JabRef offers the feature to extract references from the bibliography of a PDF using GROBID’s capabilities. This works OKish, but has the major drawbacks that data is sent from JabRef to a service hosted by the JabRef developers. When conducting paper reviews, one does not want to share the PDFs to other third parties.

Therefore, we included a possibility for offline parsing in JabRef. It currently works well for IEEE papers, but not for others.

You can try it out if it works for you, too: Download the latest development version from https://builds.jabref.org/main/.

Ensure that online services are disabled

You need to scroll down in the “Web search” preferences.

Start parser

Have the PDF attached to an entry.
Right-click on the entry in the entry table.
Select the item “Extract references from file (offline)”

Ensure that “offline” is written. If there is “online” written, you have GROBID services enabled.

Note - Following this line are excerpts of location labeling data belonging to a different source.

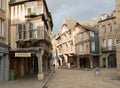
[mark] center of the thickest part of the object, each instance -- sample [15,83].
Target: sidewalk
[27,82]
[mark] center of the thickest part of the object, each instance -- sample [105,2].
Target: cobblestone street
[84,79]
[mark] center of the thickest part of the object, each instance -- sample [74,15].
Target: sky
[84,10]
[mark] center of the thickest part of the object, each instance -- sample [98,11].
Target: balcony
[108,49]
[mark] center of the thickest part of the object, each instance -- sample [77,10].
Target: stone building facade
[66,43]
[4,45]
[30,39]
[107,36]
[55,59]
[87,46]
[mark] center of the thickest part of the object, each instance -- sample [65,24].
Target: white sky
[84,10]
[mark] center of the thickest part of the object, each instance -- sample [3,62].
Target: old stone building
[87,45]
[4,45]
[30,39]
[55,52]
[66,43]
[118,35]
[107,36]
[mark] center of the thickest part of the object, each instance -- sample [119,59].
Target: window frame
[2,27]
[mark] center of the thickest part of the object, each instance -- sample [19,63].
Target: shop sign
[22,54]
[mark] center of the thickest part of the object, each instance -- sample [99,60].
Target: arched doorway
[112,60]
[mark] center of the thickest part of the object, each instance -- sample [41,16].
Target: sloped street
[84,79]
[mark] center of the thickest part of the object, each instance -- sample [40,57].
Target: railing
[109,48]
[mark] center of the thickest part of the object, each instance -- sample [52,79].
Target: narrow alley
[84,79]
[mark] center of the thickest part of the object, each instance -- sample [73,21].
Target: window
[1,27]
[29,10]
[32,9]
[115,41]
[21,28]
[109,44]
[93,46]
[35,34]
[104,29]
[110,27]
[30,34]
[92,34]
[2,4]
[30,26]
[104,43]
[82,35]
[83,47]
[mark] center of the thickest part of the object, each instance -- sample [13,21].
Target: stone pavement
[27,82]
[64,78]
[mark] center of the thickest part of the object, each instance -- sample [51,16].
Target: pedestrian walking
[97,71]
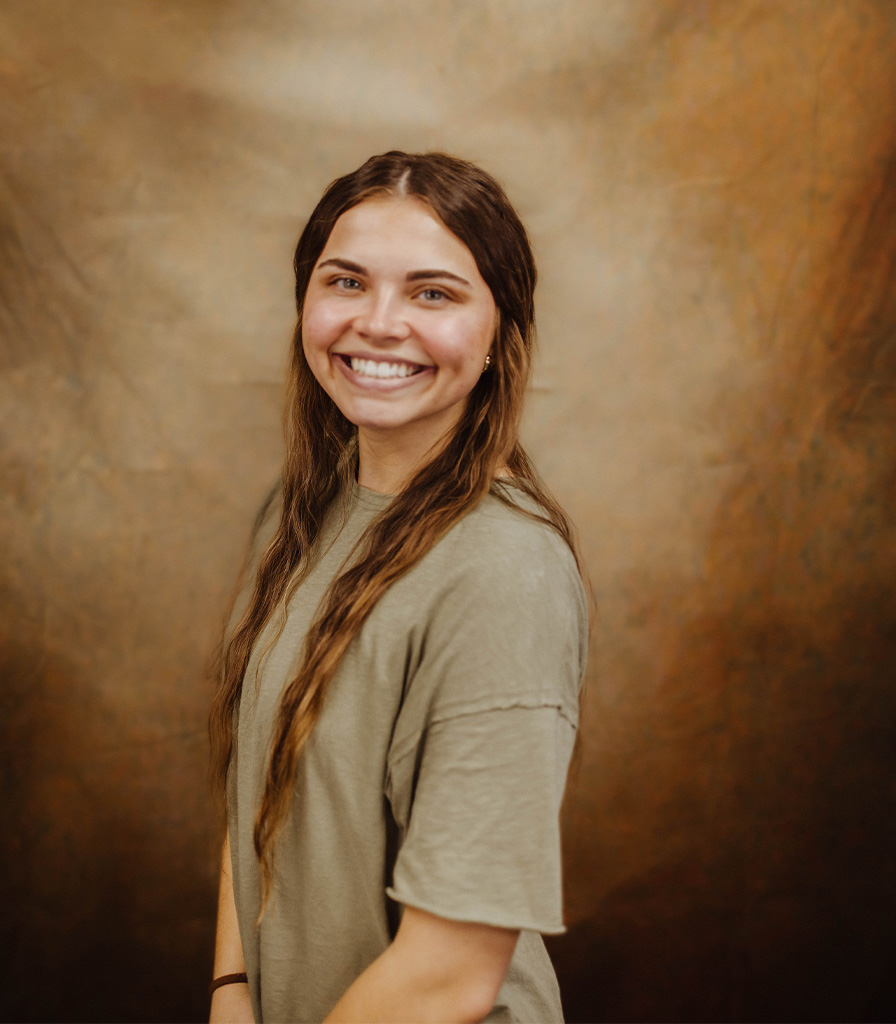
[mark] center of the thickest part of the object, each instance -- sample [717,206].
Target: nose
[381,317]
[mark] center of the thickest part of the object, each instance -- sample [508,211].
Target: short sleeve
[476,790]
[483,842]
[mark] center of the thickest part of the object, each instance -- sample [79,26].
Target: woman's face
[397,321]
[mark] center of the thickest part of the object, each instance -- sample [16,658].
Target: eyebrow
[347,264]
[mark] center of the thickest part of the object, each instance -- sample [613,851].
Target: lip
[380,383]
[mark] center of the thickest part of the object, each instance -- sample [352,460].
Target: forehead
[401,230]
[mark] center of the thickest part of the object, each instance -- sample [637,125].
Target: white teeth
[371,368]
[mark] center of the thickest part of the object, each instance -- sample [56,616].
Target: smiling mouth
[381,370]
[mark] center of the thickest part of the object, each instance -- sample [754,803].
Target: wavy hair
[322,454]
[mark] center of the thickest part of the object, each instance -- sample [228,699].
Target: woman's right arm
[230,1004]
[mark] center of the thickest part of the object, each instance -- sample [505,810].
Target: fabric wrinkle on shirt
[434,774]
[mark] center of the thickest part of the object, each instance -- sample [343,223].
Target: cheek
[316,330]
[466,345]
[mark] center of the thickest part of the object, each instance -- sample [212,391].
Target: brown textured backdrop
[711,188]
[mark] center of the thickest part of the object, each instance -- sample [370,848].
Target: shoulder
[506,545]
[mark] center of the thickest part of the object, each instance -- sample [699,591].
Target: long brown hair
[322,456]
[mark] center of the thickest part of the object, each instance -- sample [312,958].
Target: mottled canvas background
[711,190]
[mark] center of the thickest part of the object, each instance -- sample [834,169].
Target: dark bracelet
[228,979]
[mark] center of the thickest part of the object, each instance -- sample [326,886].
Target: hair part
[322,456]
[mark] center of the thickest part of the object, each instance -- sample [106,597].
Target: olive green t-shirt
[434,774]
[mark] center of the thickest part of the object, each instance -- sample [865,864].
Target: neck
[386,466]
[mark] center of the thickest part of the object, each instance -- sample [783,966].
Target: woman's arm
[435,970]
[230,1004]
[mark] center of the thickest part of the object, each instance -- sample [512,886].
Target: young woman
[399,695]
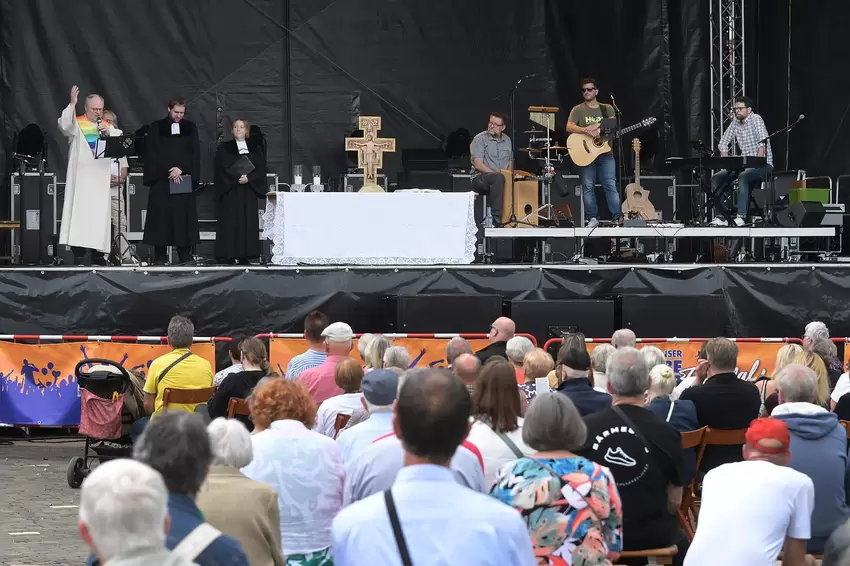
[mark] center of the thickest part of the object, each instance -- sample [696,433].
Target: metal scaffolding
[728,68]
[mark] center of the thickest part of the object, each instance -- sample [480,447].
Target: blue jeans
[745,178]
[605,168]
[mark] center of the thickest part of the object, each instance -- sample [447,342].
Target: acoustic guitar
[584,149]
[637,203]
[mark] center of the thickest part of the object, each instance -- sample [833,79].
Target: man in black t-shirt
[644,454]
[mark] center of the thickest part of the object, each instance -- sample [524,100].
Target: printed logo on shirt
[623,450]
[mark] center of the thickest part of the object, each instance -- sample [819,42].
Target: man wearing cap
[320,383]
[754,509]
[575,382]
[379,392]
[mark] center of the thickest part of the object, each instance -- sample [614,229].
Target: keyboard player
[747,130]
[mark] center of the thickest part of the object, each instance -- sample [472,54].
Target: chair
[687,513]
[238,406]
[187,396]
[653,555]
[340,422]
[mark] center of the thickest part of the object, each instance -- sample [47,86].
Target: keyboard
[731,162]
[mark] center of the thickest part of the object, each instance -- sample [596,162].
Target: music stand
[114,148]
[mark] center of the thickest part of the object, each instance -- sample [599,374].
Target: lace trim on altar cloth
[273,228]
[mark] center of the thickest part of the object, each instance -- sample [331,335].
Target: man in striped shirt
[316,353]
[747,130]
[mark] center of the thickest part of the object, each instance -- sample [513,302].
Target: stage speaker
[806,214]
[681,316]
[443,313]
[592,317]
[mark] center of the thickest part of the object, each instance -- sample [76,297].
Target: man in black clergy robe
[237,233]
[172,152]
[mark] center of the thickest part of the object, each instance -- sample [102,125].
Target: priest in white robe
[86,212]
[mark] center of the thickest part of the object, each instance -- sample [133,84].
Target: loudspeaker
[466,314]
[806,214]
[593,318]
[681,316]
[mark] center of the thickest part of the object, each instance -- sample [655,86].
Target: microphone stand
[770,201]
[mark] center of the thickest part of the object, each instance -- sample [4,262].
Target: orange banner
[37,382]
[424,352]
[755,359]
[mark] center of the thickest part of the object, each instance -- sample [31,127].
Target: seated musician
[747,130]
[491,151]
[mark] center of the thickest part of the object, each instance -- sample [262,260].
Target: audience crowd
[506,456]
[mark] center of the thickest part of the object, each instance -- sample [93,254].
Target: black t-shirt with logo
[642,472]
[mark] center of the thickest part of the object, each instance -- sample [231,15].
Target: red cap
[769,429]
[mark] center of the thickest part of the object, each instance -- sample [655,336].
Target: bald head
[624,338]
[502,329]
[466,367]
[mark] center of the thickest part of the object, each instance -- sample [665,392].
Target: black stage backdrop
[427,67]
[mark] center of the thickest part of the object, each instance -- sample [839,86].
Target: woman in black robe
[238,228]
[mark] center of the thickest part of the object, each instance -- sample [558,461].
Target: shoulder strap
[514,448]
[197,541]
[397,532]
[174,363]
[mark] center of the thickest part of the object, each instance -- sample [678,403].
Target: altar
[401,228]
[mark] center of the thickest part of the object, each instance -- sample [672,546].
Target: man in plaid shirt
[747,130]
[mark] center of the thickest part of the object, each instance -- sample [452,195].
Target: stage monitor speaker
[594,318]
[681,316]
[805,214]
[467,314]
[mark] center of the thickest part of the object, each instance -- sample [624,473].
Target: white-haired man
[818,449]
[320,383]
[624,338]
[124,515]
[380,388]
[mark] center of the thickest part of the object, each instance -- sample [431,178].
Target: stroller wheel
[76,471]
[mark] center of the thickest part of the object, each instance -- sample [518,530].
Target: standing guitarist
[585,118]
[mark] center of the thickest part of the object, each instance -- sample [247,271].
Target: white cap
[338,332]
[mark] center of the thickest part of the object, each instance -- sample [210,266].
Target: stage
[684,300]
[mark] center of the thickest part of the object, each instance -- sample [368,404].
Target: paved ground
[38,510]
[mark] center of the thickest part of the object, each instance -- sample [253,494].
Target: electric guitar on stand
[584,149]
[637,205]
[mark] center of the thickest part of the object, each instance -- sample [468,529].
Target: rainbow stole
[89,130]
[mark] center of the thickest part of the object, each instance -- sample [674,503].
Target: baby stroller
[105,417]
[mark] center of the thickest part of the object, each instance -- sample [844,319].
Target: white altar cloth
[370,228]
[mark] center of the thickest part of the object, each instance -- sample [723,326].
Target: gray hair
[552,422]
[627,373]
[397,357]
[624,338]
[653,356]
[176,445]
[181,332]
[517,348]
[797,384]
[231,443]
[124,505]
[816,330]
[456,347]
[363,344]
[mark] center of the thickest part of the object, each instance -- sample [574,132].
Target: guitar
[637,203]
[584,148]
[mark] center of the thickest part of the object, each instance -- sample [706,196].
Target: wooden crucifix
[370,151]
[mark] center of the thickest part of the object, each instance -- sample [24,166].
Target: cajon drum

There will be a popup with all parsed references

First, click “Select all new entries”, then deselect “Download linked online files”. Finally, press “Import entries” to add the entries to your library.

Result

The entries are now imported into the main table.

The original entry has links to the cited entries in the “Other fields” section:

Links

You find the PDF used for testing at jabref/src/test/resources/org/jabref/logic/importer/fileformat/tua3i2refpage.pdf at main · JabRef/jabref · GitHub.

A discussion of older functionality is done at Import from Reference text.

Outlook

We are happy to hear feedback on this functionality and how that it works for your use-case, too. If it does not, please search for an open-access PDF - or create a new example PDF for us. Then, we can work on parsing your variant of references similar to the pull request 11156.